Summer in the City: MLB All-Star Game and Culture for Free

Just two months ago, my humidity-hating, sweater-loving self was dreading another sticky summer in New York City. Thanks to a number of recent events, however, I’m changing my tune.

Saturday night, I went with a group of friends to the Mariah Carey/New York Philharmonic concert on the Great Lawn in Central Park. I hadn’t worked myself up with excitement over this show; while I don’t dislike Mariah Carey, I don’t know much of her music beyond “All I Want for Christmas is You,” which she is unlikely to sing in July. But, it was free, the weather cooperated, and I tagged along with some Mariah-loving friends.

It turned out to be more of a New York Philharmonic concert (Mariah only sang three or four songs), but it was wonderful. Some of the Phil’s set included classic New York songs such as “New York, New York” and the song from On the Town (which I guess is also titled “New York, New York”? Never pondered that before.), and some of the score from the recently released 42.

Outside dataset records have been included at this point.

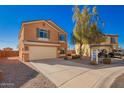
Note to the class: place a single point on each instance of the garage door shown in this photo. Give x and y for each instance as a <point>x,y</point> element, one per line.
<point>42,52</point>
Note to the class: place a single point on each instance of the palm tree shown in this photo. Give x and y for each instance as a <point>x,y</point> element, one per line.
<point>86,30</point>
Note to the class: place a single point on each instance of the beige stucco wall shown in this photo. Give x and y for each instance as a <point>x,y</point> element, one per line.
<point>42,52</point>
<point>29,33</point>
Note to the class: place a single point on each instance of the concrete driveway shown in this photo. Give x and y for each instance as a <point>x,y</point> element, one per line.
<point>69,74</point>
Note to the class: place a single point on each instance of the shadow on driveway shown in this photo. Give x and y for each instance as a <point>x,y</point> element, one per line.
<point>81,63</point>
<point>15,73</point>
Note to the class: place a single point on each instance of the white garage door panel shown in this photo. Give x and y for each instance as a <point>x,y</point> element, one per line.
<point>42,52</point>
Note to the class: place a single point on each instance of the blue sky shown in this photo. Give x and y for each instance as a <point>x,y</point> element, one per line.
<point>11,18</point>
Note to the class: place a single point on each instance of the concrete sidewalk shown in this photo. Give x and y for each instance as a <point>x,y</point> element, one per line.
<point>68,74</point>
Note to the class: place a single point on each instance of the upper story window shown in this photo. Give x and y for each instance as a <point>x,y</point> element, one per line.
<point>62,37</point>
<point>42,34</point>
<point>113,40</point>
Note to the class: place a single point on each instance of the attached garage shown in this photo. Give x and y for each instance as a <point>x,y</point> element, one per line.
<point>42,52</point>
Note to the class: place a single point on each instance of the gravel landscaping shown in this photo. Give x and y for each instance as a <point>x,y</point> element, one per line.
<point>119,82</point>
<point>18,74</point>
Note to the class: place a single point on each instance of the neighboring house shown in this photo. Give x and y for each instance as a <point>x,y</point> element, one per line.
<point>40,40</point>
<point>110,44</point>
<point>7,49</point>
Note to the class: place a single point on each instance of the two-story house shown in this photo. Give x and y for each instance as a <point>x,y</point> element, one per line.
<point>40,40</point>
<point>110,44</point>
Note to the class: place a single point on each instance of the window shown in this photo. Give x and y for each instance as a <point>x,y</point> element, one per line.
<point>113,40</point>
<point>62,51</point>
<point>62,37</point>
<point>42,33</point>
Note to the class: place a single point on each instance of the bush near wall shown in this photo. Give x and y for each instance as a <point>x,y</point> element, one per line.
<point>4,54</point>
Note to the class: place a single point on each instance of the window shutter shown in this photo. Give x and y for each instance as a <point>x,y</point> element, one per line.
<point>48,34</point>
<point>37,32</point>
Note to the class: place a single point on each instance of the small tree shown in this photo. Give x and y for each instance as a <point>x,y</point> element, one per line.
<point>86,30</point>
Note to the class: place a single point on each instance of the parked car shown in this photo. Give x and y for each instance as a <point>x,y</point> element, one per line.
<point>119,53</point>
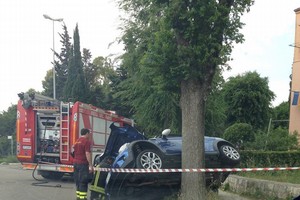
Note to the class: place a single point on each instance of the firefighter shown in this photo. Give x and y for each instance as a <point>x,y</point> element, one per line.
<point>82,163</point>
<point>97,186</point>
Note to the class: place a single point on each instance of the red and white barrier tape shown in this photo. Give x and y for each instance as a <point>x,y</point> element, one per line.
<point>126,170</point>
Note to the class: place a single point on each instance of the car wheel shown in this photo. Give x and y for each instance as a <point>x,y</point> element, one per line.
<point>149,159</point>
<point>229,154</point>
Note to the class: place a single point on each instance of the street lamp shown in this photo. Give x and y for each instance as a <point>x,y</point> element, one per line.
<point>53,20</point>
<point>9,137</point>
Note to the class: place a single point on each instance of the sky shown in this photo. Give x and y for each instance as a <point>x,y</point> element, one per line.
<point>26,40</point>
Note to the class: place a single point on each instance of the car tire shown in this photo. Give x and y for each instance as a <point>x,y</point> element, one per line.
<point>229,154</point>
<point>149,159</point>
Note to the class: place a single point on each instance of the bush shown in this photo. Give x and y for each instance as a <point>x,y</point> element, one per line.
<point>270,158</point>
<point>239,134</point>
<point>277,140</point>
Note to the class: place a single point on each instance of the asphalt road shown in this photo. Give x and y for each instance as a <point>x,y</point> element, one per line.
<point>18,184</point>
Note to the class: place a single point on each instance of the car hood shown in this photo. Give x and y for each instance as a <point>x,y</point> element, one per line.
<point>119,136</point>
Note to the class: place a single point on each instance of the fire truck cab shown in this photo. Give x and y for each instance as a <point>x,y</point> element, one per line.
<point>47,129</point>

My favorite part, though, was former Yankees manager Joe Torre reading “Casey at the Bat,” the famous baseball poem, with the New York Philharmonic providing musical accompaniment. I had no idea this would be part of the program, and when the number was announced, I winced and thought it might be a little cheesy. On the contrary. Torre delivered the poem perfectly, and the Phil’s background music – mimicking players’ movements and crowd excitement with its sound – added an element of emotion to the story I’d never felt before with just a straight reading. (My iPhone video of the last part of the performance is too big to deal with here, and I’ve had trouble uploading it to YouTube. I’m a little surprised MLB hasn’t put the entire thing online, but this clip will have to suffice for a link. Just trust me; it was great, and indelible New York memory for me.)

Hope and me at FanFest

Hope and me at FanFest

Thanks to a friend who works for a PR firm handling lots of ASG-related events, I scored two tickets to the All-Star FanFest at the Javits Center. I forced my sister, only marginally interested in baseball, to come with me (though we did clear up the difference between a no-hitter and perfect game for her, so it was a success) and we enjoyed the experience. I would have found FanFest to be the absolute coolest thing in the world if I was a wide-eyed 12-year-old, for whom baseball was a relatively new obsession, traveling to the game with my dad who’d be willing to fork over $$ for a cool new t-shirt and autographed baseball. I may be a little too old to be blown away by the spectacle, but it really was a cool set-up, and they had some especially great displays on the history of the Mets and the Negro Leagues.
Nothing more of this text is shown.